THE POLE VAULT FIGURES PROMINENTLY in this issue. On p. 56 you’ll find our story on how the new shorter pegs on the standards are wreaking havoc with one of the most popular of events. And on p. 61 “We Think” rants about how the IAAF for the second time in two years has come up with a rule change leading to a reduction in clearances when it should be looking for ways to increase them.
Here’s another aspect of the story. The length of the pegs is only part of the problem. At the same time—as the diagram on p. 56 shows—IAAF rulesmakers also enacted a new ruling that the ends of the crossbars have to be semicircular instead of square. The rationale for this is that it ensures that the same side of the bar is always facing in the same direction, so all vaulters will get the same amount of sag.
This led to a virtual square-peg-round-hole problem. The new rules say the bar ends “shall have a semicircular cross-section” and be 30–35mm wide. The bar, which attaches to the ends, must be 30mm in diameter. Oops! Geometry shows a circle of 30mm diameter can’t fit inside a semicircle of 35mm diameter.
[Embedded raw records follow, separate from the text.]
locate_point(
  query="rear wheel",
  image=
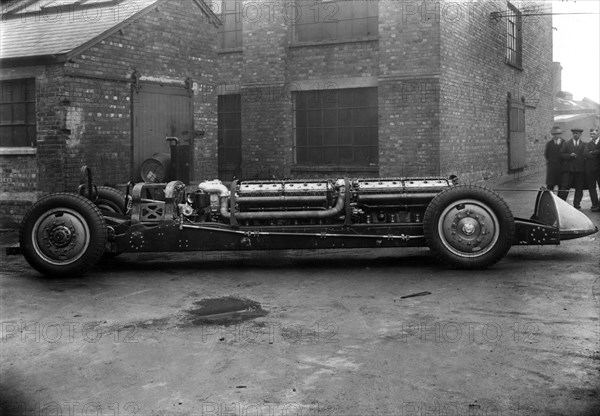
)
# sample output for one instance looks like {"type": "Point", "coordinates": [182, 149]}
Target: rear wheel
{"type": "Point", "coordinates": [63, 235]}
{"type": "Point", "coordinates": [468, 227]}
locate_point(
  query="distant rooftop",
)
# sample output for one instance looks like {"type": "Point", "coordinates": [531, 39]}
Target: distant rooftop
{"type": "Point", "coordinates": [45, 27]}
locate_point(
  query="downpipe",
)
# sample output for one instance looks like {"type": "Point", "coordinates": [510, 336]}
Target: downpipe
{"type": "Point", "coordinates": [280, 215]}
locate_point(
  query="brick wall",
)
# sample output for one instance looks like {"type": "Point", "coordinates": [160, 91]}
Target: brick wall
{"type": "Point", "coordinates": [442, 85]}
{"type": "Point", "coordinates": [173, 41]}
{"type": "Point", "coordinates": [409, 83]}
{"type": "Point", "coordinates": [475, 85]}
{"type": "Point", "coordinates": [84, 106]}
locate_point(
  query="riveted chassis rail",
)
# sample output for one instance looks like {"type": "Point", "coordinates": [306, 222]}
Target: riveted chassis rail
{"type": "Point", "coordinates": [465, 226]}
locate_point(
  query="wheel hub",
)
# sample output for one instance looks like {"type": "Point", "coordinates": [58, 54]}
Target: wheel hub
{"type": "Point", "coordinates": [468, 228]}
{"type": "Point", "coordinates": [61, 236]}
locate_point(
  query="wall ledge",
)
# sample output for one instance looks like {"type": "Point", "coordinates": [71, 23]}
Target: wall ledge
{"type": "Point", "coordinates": [14, 151]}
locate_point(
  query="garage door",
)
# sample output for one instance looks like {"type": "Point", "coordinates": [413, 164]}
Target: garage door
{"type": "Point", "coordinates": [160, 111]}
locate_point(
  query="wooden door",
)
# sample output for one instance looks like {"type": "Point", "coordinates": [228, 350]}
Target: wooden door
{"type": "Point", "coordinates": [517, 146]}
{"type": "Point", "coordinates": [159, 112]}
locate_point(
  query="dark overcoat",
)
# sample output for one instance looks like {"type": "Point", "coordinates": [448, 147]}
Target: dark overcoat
{"type": "Point", "coordinates": [553, 162]}
{"type": "Point", "coordinates": [592, 157]}
{"type": "Point", "coordinates": [573, 164]}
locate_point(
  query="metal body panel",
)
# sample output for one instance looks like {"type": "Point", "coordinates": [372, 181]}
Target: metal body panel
{"type": "Point", "coordinates": [172, 236]}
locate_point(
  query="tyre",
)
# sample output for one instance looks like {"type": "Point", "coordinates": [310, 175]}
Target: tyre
{"type": "Point", "coordinates": [468, 227]}
{"type": "Point", "coordinates": [63, 235]}
{"type": "Point", "coordinates": [111, 200]}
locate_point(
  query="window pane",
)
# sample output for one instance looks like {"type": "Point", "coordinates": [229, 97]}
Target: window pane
{"type": "Point", "coordinates": [330, 137]}
{"type": "Point", "coordinates": [20, 136]}
{"type": "Point", "coordinates": [315, 137]}
{"type": "Point", "coordinates": [345, 136]}
{"type": "Point", "coordinates": [232, 138]}
{"type": "Point", "coordinates": [6, 136]}
{"type": "Point", "coordinates": [302, 155]}
{"type": "Point", "coordinates": [359, 28]}
{"type": "Point", "coordinates": [314, 156]}
{"type": "Point", "coordinates": [313, 99]}
{"type": "Point", "coordinates": [30, 109]}
{"type": "Point", "coordinates": [314, 118]}
{"type": "Point", "coordinates": [372, 26]}
{"type": "Point", "coordinates": [345, 117]}
{"type": "Point", "coordinates": [5, 113]}
{"type": "Point", "coordinates": [361, 136]}
{"type": "Point", "coordinates": [330, 155]}
{"type": "Point", "coordinates": [301, 119]}
{"type": "Point", "coordinates": [300, 100]}
{"type": "Point", "coordinates": [346, 98]}
{"type": "Point", "coordinates": [346, 155]}
{"type": "Point", "coordinates": [330, 30]}
{"type": "Point", "coordinates": [337, 132]}
{"type": "Point", "coordinates": [31, 135]}
{"type": "Point", "coordinates": [330, 118]}
{"type": "Point", "coordinates": [301, 137]}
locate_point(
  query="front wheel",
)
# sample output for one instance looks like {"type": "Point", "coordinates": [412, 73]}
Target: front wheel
{"type": "Point", "coordinates": [62, 235]}
{"type": "Point", "coordinates": [468, 227]}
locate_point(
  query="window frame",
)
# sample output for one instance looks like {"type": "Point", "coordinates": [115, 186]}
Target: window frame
{"type": "Point", "coordinates": [232, 23]}
{"type": "Point", "coordinates": [27, 99]}
{"type": "Point", "coordinates": [514, 37]}
{"type": "Point", "coordinates": [321, 141]}
{"type": "Point", "coordinates": [326, 22]}
{"type": "Point", "coordinates": [228, 106]}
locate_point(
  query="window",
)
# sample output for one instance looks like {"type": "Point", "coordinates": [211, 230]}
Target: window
{"type": "Point", "coordinates": [334, 20]}
{"type": "Point", "coordinates": [17, 113]}
{"type": "Point", "coordinates": [229, 135]}
{"type": "Point", "coordinates": [336, 127]}
{"type": "Point", "coordinates": [230, 33]}
{"type": "Point", "coordinates": [513, 36]}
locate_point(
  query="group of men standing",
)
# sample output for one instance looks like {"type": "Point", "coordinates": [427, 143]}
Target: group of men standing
{"type": "Point", "coordinates": [573, 164]}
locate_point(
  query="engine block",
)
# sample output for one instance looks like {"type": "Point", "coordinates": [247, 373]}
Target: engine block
{"type": "Point", "coordinates": [302, 202]}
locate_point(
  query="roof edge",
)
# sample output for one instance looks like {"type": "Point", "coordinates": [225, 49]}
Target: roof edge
{"type": "Point", "coordinates": [85, 46]}
{"type": "Point", "coordinates": [33, 60]}
{"type": "Point", "coordinates": [212, 17]}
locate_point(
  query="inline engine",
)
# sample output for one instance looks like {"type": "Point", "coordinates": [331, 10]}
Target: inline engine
{"type": "Point", "coordinates": [310, 202]}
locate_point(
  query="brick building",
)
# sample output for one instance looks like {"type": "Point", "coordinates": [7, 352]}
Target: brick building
{"type": "Point", "coordinates": [388, 88]}
{"type": "Point", "coordinates": [101, 83]}
{"type": "Point", "coordinates": [282, 89]}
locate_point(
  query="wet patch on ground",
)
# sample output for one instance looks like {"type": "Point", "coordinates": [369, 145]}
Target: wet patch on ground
{"type": "Point", "coordinates": [224, 311]}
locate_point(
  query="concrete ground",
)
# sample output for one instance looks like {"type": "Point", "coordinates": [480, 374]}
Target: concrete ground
{"type": "Point", "coordinates": [330, 333]}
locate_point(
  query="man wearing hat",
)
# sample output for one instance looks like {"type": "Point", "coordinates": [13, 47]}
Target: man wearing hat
{"type": "Point", "coordinates": [553, 160]}
{"type": "Point", "coordinates": [573, 172]}
{"type": "Point", "coordinates": [592, 166]}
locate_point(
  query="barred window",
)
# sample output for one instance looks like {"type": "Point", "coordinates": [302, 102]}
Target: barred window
{"type": "Point", "coordinates": [17, 113]}
{"type": "Point", "coordinates": [317, 20]}
{"type": "Point", "coordinates": [230, 33]}
{"type": "Point", "coordinates": [513, 36]}
{"type": "Point", "coordinates": [229, 135]}
{"type": "Point", "coordinates": [336, 127]}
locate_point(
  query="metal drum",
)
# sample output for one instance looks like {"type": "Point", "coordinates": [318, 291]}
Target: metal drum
{"type": "Point", "coordinates": [156, 169]}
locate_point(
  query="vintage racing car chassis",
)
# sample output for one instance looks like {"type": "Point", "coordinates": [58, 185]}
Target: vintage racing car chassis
{"type": "Point", "coordinates": [465, 226]}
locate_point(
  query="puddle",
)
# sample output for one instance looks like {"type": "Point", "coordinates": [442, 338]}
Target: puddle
{"type": "Point", "coordinates": [225, 311]}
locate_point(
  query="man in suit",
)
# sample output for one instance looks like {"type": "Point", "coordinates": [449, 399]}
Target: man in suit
{"type": "Point", "coordinates": [592, 167]}
{"type": "Point", "coordinates": [553, 160]}
{"type": "Point", "coordinates": [573, 172]}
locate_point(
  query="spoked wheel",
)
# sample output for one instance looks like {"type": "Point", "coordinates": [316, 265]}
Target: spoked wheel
{"type": "Point", "coordinates": [469, 227]}
{"type": "Point", "coordinates": [63, 235]}
{"type": "Point", "coordinates": [112, 200]}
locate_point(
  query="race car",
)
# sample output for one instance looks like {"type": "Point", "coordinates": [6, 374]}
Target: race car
{"type": "Point", "coordinates": [465, 226]}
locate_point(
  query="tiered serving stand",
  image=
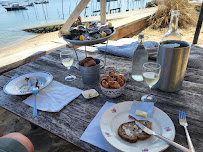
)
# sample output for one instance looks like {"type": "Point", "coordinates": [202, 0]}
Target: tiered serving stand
{"type": "Point", "coordinates": [89, 43]}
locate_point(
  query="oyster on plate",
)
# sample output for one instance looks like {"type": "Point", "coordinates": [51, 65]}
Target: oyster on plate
{"type": "Point", "coordinates": [92, 32]}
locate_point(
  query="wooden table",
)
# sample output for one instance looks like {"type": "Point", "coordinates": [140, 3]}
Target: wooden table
{"type": "Point", "coordinates": [73, 119]}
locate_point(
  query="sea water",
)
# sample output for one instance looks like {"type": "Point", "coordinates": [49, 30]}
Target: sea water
{"type": "Point", "coordinates": [13, 22]}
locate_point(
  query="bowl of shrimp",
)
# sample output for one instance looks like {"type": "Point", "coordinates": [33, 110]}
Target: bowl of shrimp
{"type": "Point", "coordinates": [113, 85]}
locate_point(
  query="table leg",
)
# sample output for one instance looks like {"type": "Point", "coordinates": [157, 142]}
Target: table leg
{"type": "Point", "coordinates": [33, 126]}
{"type": "Point", "coordinates": [76, 53]}
{"type": "Point", "coordinates": [105, 54]}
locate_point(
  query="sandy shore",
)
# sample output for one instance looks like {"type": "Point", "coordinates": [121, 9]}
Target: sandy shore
{"type": "Point", "coordinates": [36, 40]}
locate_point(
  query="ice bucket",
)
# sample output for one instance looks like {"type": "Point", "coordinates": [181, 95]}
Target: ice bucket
{"type": "Point", "coordinates": [90, 75]}
{"type": "Point", "coordinates": [173, 58]}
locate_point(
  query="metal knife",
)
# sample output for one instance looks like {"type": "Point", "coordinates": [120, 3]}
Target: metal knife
{"type": "Point", "coordinates": [149, 131]}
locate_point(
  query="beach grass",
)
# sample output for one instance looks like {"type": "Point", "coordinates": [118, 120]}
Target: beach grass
{"type": "Point", "coordinates": [161, 18]}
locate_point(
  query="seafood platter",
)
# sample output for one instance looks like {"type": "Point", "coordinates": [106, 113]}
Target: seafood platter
{"type": "Point", "coordinates": [89, 34]}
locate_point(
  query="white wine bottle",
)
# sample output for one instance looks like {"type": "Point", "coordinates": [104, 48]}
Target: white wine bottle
{"type": "Point", "coordinates": [140, 56]}
{"type": "Point", "coordinates": [172, 33]}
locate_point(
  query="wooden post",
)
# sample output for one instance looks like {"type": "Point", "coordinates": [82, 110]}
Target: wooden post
{"type": "Point", "coordinates": [199, 24]}
{"type": "Point", "coordinates": [81, 6]}
{"type": "Point", "coordinates": [103, 11]}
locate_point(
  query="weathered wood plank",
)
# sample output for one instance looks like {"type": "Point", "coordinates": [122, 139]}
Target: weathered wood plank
{"type": "Point", "coordinates": [74, 118]}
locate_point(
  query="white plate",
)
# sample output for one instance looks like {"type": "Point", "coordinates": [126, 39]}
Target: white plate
{"type": "Point", "coordinates": [19, 86]}
{"type": "Point", "coordinates": [90, 42]}
{"type": "Point", "coordinates": [118, 114]}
Equipment makers, quickly realizing this fact, approximated semicircular bar ends, shaping them in D or Omega configurations, only to have officials reject them for not being exactly semicircular until the IAAF issued a clarification. The clarification only further confused some vaulters, who thought it OKed old-style square bar ends, which it did not.
All of which leads me to the same elemental question I’ve posed in this space more than once: why couldn’t they just leave the pole vault alone? On a per-performance basis, I don’t think there’s any event in the sport that generates more oohs and aahs. Just let them jump. And let them jump more rather than less.
KUDOS TO UC SAN DIEGO and coach Tony Salerno. On p. 22 you’ll find our discovery that thought-to-be-record discus performances at UCSD have been invalidated by a downhill field. UCSD gets credit for doing two things which I suspect are too often not followed in the record-application process: they actually had a field survey and they subsequently fessed up when the facility proved to be illegal.
It’s nice to have your faith in human nature restored. I worry that all too often officials look the other way in this kind of situation, saying “Athlete X is too good a person to lose record credit.” The problem with that line of thinking, of course, is what about Athlete Y, who previously held the record, or Athlete Z who down the road might have a mark better than the old one but not as good as the supposed record? Chances are they’re equally good people. Emotion can’t enter into it.
There are probably also officials who rationalize that the rule itself is too onerous. Nobody could keep a straight face while claiming that Suzy Powell’s mark deserved record status after discovering it was more than a yard downhill. But at what point would you look the other way? The landing-area rules, it seems to me are pretty stiff. A 1:1000 slope means that at a 230-foot (70m) length the maximal offset is only about 3 inches (7cm). When you figure in how inexact a science finding the “landing spot” of a flat plate on a hard surface is, it strikes me that that 3-inches is just too harsh.
On the other hand, like so many events in track & field, discus results are measured to a level of precision which defies logic and only leads to a sport that’s far too complicated for the average fan to enjoy. But that’s a rant for another day.